Isn't the physical size of the aperture the focal length divided by the aperture number?


----------



## prodigy2k7 (Jul 26, 2008)

ha... Almost 20 views no replies!!!

Either all the smarties are offline or they are lazy tonight


----------



## Alex_B (Jul 26, 2008)

prodigy2k7 said:


> EF 70-200mm F/4 USM
> The F/4 is constant. But the focal length changes. Does that mean the physical size of the aperture change?



I never looked too much into lens internals, but it should, should it not?

but then again, when the lens is wide open (f/4), aren't the aperture blades all retracted and out of the way? I guess then the aperture is only defined by the entrance pupil as given by the physical dimension of the lens front element?


----------



## compur (Jul 26, 2008)

As Bob Shell said in 2003:


> "An f-stop is the ratio between the focal length of the lens and the
> *apparent* *size of the lens opening as viewed through the front*. It must
> take into account the magnification factor of all lens elements in front of the
> diaphragm, because it is the size of the opening that the light "sees" as it
> ...


----------



## nymtber (Jul 26, 2008)

the f/number is a ration of focal length:apurture size (both in mm). So YES the ACTUAL size of the opening does change, but the same amount of light is let through. 

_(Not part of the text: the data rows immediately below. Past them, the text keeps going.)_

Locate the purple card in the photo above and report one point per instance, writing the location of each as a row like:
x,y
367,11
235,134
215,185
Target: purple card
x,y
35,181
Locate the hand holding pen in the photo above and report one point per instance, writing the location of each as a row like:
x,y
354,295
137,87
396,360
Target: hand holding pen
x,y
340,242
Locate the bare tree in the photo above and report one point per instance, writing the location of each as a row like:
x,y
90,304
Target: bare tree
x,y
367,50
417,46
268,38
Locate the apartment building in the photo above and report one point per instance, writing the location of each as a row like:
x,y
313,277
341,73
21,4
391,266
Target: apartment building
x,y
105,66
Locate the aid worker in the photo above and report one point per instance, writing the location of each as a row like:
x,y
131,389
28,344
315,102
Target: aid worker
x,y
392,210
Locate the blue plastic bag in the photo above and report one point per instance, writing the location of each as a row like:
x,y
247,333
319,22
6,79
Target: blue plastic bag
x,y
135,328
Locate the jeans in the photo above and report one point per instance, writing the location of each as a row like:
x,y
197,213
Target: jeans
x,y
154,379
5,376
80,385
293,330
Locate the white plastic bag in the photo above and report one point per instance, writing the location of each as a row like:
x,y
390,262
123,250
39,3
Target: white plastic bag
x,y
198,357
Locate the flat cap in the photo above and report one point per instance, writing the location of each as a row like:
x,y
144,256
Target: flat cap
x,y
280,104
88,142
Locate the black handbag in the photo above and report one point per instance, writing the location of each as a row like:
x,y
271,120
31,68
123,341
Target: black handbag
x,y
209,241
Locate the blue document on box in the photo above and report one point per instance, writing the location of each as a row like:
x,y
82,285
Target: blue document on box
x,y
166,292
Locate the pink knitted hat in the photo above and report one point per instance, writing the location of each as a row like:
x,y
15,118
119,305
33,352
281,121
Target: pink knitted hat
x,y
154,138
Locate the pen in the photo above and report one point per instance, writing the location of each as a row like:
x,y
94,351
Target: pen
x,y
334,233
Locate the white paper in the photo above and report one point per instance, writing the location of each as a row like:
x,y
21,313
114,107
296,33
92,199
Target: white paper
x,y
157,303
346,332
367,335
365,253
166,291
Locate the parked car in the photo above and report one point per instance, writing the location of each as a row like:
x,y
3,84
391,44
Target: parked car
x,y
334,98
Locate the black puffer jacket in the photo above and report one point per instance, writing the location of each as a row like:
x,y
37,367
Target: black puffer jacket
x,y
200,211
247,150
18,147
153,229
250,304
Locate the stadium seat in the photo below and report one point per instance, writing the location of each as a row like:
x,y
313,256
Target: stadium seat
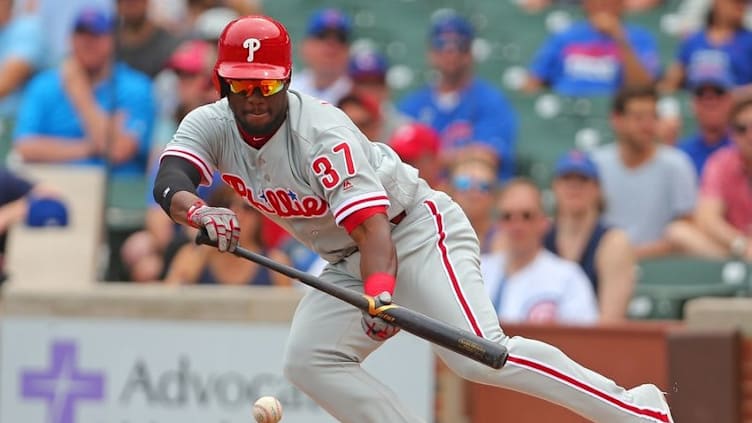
x,y
664,285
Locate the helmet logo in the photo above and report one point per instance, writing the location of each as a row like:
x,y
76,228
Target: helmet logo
x,y
252,44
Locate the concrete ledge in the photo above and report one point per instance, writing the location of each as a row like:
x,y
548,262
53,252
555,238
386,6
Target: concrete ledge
x,y
156,301
720,313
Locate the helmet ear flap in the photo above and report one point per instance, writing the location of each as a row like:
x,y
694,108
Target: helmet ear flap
x,y
224,87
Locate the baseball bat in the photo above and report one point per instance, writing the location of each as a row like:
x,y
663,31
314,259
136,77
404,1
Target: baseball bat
x,y
455,339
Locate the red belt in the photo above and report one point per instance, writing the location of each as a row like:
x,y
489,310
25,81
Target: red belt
x,y
397,219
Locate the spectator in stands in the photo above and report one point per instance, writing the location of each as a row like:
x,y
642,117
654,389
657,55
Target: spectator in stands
x,y
646,185
16,193
147,253
418,145
57,22
206,265
629,5
211,22
471,115
88,110
526,282
367,71
473,185
365,113
723,219
141,43
192,64
596,56
22,53
578,234
711,102
325,53
692,15
724,42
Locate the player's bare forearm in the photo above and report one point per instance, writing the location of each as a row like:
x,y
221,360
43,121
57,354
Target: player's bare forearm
x,y
53,149
377,252
181,202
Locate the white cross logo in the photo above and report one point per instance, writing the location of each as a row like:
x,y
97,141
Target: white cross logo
x,y
252,44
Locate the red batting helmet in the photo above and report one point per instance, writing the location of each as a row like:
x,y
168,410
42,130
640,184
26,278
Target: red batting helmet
x,y
253,47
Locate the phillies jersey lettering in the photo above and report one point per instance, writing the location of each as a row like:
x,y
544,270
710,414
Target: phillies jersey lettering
x,y
283,202
313,173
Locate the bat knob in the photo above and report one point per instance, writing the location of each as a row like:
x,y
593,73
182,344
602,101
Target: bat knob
x,y
202,238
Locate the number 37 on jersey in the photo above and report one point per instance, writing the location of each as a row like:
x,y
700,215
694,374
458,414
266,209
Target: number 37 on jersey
x,y
329,173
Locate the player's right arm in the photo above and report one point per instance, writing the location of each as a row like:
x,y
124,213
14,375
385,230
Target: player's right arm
x,y
175,191
175,187
186,162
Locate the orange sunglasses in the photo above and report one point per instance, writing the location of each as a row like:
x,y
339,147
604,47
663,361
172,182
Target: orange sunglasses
x,y
246,87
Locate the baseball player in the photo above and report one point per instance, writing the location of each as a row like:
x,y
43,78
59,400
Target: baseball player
x,y
301,162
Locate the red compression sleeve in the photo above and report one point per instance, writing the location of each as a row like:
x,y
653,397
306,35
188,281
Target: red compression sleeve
x,y
351,222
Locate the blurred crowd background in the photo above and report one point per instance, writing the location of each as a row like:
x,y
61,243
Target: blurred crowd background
x,y
602,149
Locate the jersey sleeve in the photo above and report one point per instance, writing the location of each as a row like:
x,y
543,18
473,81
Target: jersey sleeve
x,y
193,142
340,167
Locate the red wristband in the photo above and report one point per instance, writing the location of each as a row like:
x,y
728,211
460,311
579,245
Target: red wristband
x,y
378,283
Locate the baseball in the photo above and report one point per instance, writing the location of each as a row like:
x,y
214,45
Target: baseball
x,y
267,410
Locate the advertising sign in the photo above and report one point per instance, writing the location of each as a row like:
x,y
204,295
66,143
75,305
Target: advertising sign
x,y
142,371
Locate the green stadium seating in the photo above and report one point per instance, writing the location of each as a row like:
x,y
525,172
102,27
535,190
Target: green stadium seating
x,y
664,285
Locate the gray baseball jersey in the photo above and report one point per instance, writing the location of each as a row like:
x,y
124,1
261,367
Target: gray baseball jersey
x,y
314,173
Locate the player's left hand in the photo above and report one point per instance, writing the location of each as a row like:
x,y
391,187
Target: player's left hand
x,y
221,225
375,327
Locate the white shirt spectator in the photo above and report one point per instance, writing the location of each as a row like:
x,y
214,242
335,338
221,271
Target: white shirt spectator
x,y
549,289
645,199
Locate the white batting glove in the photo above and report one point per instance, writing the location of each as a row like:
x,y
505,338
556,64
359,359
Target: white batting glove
x,y
221,225
376,328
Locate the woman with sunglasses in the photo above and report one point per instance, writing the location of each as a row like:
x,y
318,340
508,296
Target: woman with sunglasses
x,y
577,234
527,283
304,164
473,185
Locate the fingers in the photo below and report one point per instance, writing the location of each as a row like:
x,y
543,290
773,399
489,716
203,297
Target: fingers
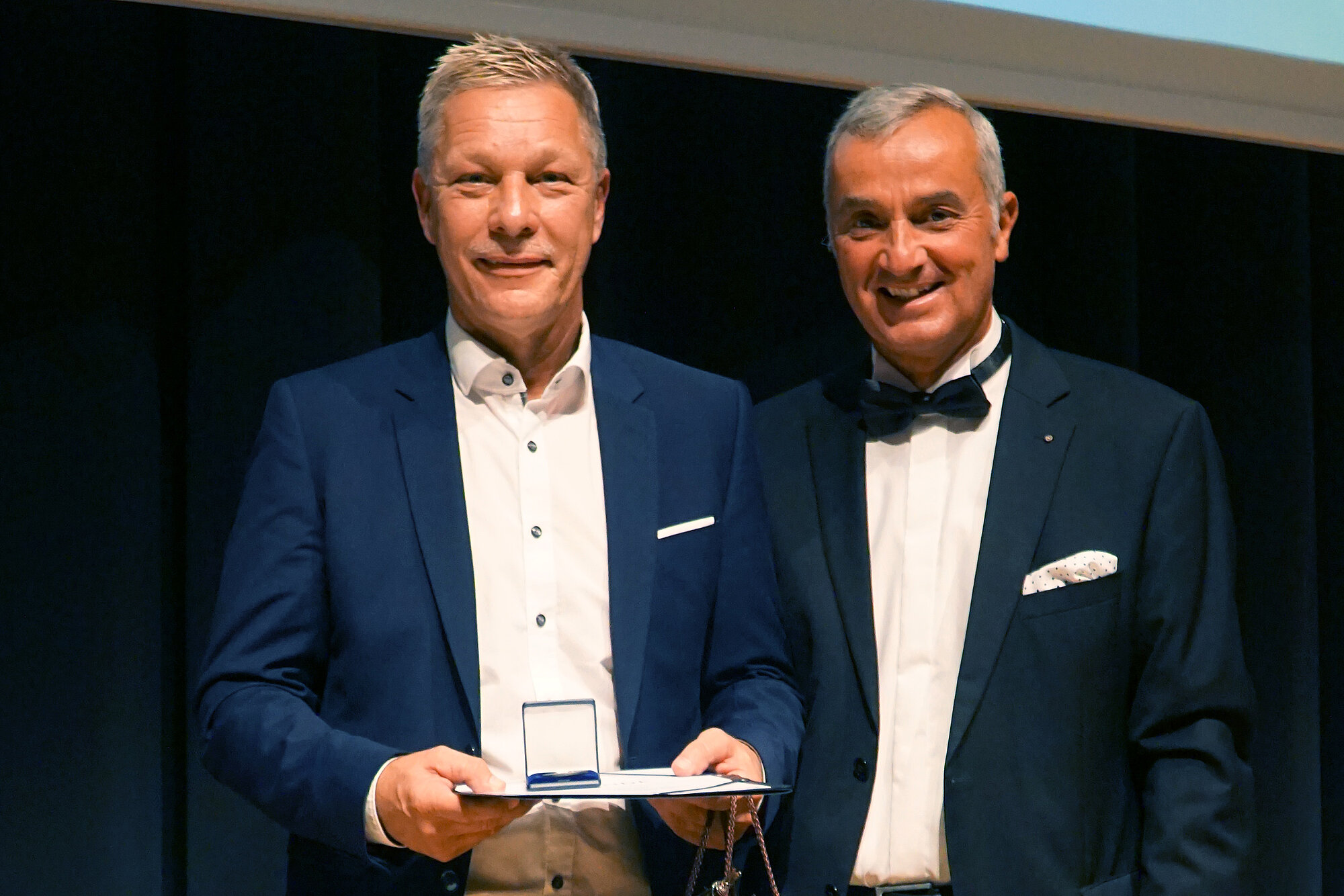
x,y
710,749
463,769
420,809
718,750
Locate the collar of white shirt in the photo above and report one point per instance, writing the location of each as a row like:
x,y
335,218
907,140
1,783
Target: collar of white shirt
x,y
885,373
479,371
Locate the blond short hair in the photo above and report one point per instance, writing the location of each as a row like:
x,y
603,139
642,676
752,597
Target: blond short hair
x,y
494,61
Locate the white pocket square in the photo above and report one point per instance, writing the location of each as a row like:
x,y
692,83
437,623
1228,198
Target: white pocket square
x,y
1084,566
690,526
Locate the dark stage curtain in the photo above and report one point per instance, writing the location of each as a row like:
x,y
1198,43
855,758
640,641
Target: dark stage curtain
x,y
200,204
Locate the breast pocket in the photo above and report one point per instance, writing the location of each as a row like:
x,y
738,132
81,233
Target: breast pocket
x,y
1072,597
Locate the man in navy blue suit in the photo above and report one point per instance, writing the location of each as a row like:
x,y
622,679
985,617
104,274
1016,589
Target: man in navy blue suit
x,y
507,510
1007,572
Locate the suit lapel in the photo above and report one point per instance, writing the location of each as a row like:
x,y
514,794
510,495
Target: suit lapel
x,y
427,440
628,439
1022,484
837,451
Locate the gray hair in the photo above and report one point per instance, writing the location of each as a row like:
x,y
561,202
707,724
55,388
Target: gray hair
x,y
880,112
494,61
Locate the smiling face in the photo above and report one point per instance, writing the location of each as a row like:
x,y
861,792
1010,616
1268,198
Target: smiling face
x,y
513,206
917,240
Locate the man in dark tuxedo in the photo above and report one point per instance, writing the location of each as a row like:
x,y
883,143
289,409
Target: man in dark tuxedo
x,y
1007,572
506,510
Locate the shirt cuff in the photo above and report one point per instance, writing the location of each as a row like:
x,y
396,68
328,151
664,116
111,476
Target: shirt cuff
x,y
374,832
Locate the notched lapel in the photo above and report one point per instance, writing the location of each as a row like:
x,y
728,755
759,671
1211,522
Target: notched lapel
x,y
427,440
1022,486
837,451
628,441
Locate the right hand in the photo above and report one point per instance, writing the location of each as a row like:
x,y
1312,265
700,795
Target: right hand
x,y
420,809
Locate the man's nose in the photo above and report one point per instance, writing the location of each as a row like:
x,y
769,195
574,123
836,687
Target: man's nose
x,y
514,209
905,252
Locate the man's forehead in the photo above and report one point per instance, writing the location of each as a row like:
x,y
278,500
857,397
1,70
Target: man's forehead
x,y
921,156
513,104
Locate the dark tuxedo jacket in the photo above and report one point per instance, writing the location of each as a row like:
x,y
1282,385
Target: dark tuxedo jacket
x,y
1100,731
345,632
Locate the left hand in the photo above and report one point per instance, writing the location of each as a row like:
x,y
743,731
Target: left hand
x,y
725,756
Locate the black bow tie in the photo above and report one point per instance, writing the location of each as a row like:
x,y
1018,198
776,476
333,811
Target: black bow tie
x,y
889,409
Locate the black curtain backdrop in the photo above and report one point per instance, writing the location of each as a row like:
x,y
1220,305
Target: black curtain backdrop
x,y
200,204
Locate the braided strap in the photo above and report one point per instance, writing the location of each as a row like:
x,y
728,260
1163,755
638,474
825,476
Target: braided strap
x,y
725,886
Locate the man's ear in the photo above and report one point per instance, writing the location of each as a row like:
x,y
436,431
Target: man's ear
x,y
424,206
1007,218
604,189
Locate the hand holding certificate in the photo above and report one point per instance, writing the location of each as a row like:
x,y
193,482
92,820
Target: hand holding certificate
x,y
638,784
716,750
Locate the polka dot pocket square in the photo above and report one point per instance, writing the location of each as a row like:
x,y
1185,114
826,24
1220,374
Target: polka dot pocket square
x,y
1084,566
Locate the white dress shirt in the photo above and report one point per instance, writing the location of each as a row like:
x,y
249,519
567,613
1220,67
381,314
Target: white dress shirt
x,y
537,519
927,492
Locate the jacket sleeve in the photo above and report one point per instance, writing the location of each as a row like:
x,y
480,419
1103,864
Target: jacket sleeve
x,y
261,684
748,680
1191,715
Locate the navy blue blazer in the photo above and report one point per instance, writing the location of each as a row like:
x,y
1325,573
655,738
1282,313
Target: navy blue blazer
x,y
345,632
1100,731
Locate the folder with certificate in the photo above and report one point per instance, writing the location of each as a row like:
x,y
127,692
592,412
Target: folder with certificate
x,y
560,753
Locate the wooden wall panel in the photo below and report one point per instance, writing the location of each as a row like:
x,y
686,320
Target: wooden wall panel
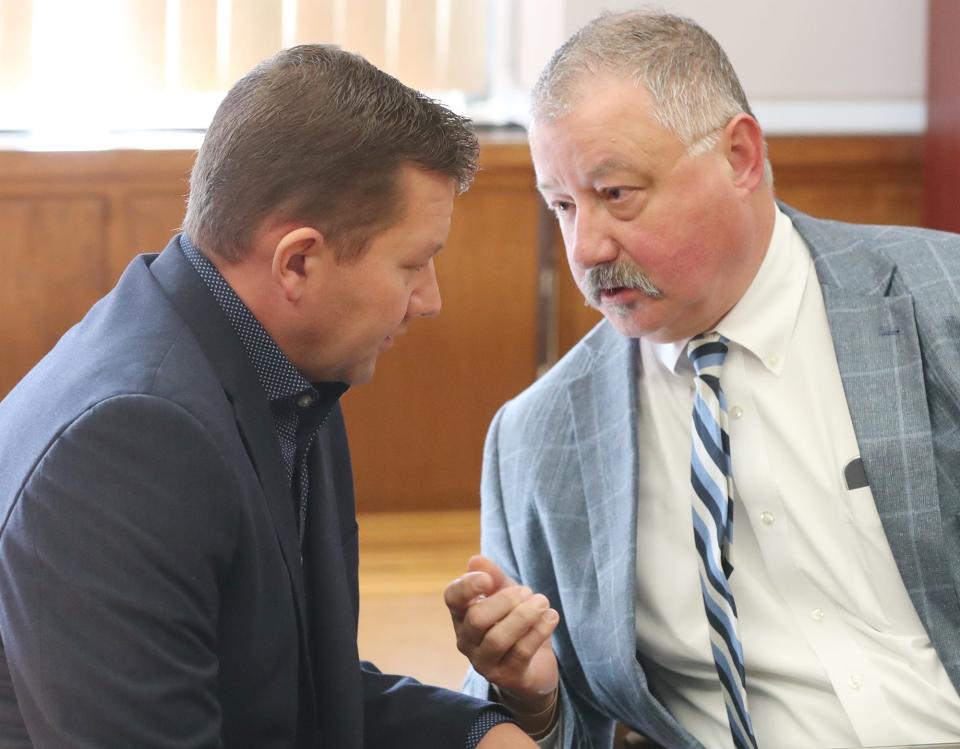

yea I learnt something in that _Understanding Exposure_ book already 

Edit: Compur and I were typing at the same time apparently!


----------



## Helen B (Jul 26, 2008)

There are a few threads about this. Here's one that prodigy started recently. The answer is in that thread - a constant aperture zoom lens may have a constant physical aperture (known as the aperture stop or sometimes as the iris) and rely solely on the change in magnification of the iris by the front elements; or it may have a variable physical aperture to complement the change in magnification. My Nikkor 17-35 f/2.8 is one of those designs that uses both properties to maintain its aperture.

The important thing is that the f-number is the focal length divided by the diameter of the entrance pupil, not by the diameter of the physical aperture.

Best,
Helen


----------



## epatsellis (Jul 26, 2008)

Thanks Helen, you saved me from retyping my reply in the other post...

erie


----------



## prodigy2k7 (Jul 27, 2008)

Thanks everyone


----------